- Directed by: Mathieu Denis
- Written by: Mathieu Denis
- Produced by: Pascal Bascaron Sylvain Corbeil
- Starring: Roc Lafortune Vincent-Guillaume Otis
- Cinematography: Serge Desrosiers
- Edited by: Pascale Paroissien
- Music by: Robert Marcel Lepage
- Production company: Metafilms
- Release date: September 10, 2007 (TIFF);
- Running time: 16 minutes
- Country: Canada
- Language: French

= Code 13 =

2007 Canadian short film

Code 13 is a Canadian dramatic short film, directed by Mathieu Denis and released in 2007. The film stars Roc Lafortune as Joseph, a taxi driver on the night shift in Montreal who becomes drawn into a violent confrontation with a cyclist (Vincent-Guillaume Otis) after accidentally hitting the man with his car.

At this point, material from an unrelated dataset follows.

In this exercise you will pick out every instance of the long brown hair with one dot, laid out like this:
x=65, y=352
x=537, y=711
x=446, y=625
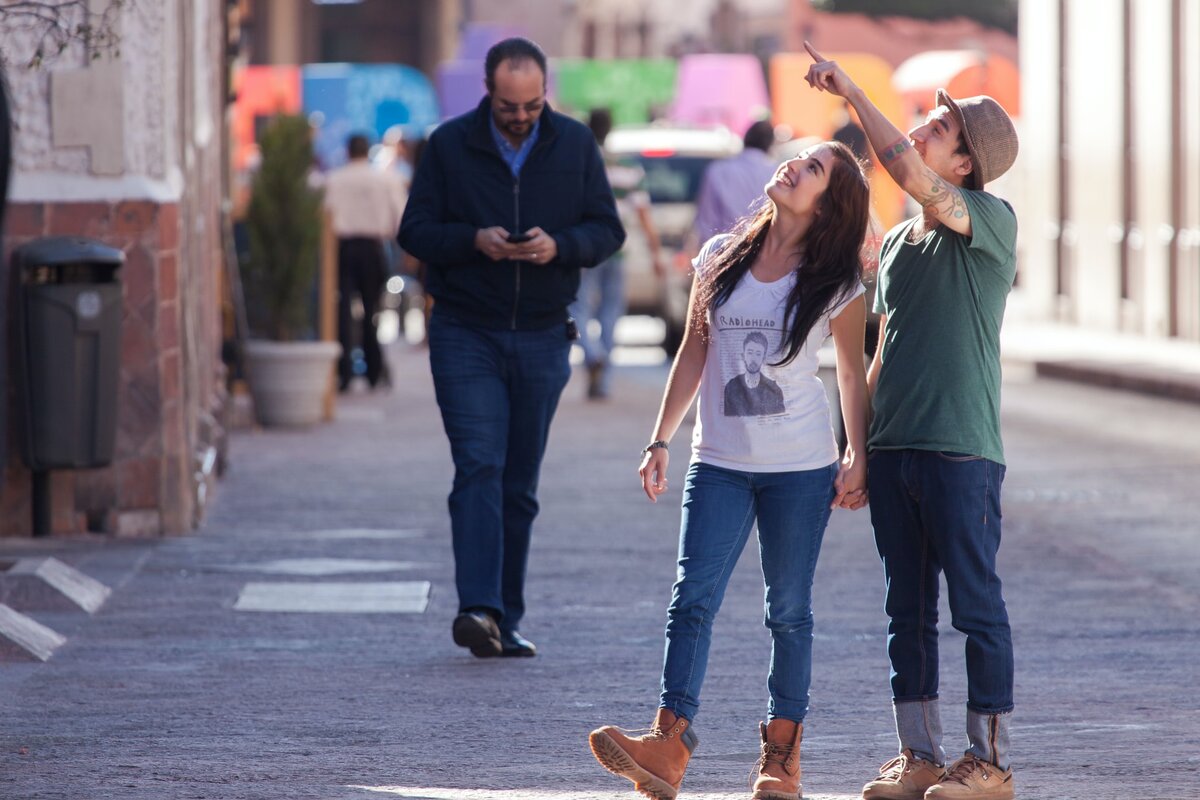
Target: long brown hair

The cast also includes Paul Dion, Patrice Dussault and Marie-France Marcotte.

The film premiered at the 2007 Toronto International Film Festival. It was later screened at the 2008 Fantasia Film Festival, where Denis won the award for best director of a short film in the festival program. It was named to TIFF's annual year-end Canada's Top Ten list for 2007.